The coldest brown dwarfs are around room temperature, and therefore pretty darn close to black in visible light - but they nevertheless support deuterium fusion. Remember the temperature of the radiative surface doesn't have to be the same as the temperature in the region where fusion takes place. (That also applies to the temperature of atmospheres discussion up-thread - there is an important difference between heat and temperature and a very very thin atmosphere can have a very high temperature yet still carry almost no heat.)
I'm no physicist, but it is my understanding that after a certain size a star has to have fusion happening inside or it will collapse under its own gravity. I don't remember what the maximum size is, but I would guess that somewhere between Jupiter and maybe about twice as massive, give or take. And, of course, once the fusion reaction is kickstarted, its strength is pretty directly correlated to the mass of the star, so the more massive the star, the hotter (which is why cold stars tend to be very small, much smaller than our Sun, and very hot stars tend to be gigantic.)
In this case the "black" star in the screenshot is listed to have 116 solar masses, so I doubt it's physically possible for it to be that cold (its surface temperature is listed as 31 kelvin).
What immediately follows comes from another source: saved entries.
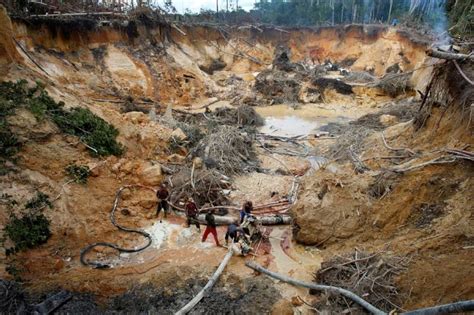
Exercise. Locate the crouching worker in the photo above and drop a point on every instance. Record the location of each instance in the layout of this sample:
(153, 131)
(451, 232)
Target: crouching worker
(211, 227)
(192, 213)
(234, 232)
(240, 243)
(162, 195)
There may be relatively cold stars out there, but I would guess they are very small, much smaller than the Sun.
I realise these things like in your screenshot are more likely a Stellar Forge issue though - where is this one?
The screenshot is from the Phimbeau AA-A h76 system.
There's another famous black star in the Splojeia AA-A h19 system (in this case with a surface temperature of 113 kelvin), if you want to make a tour.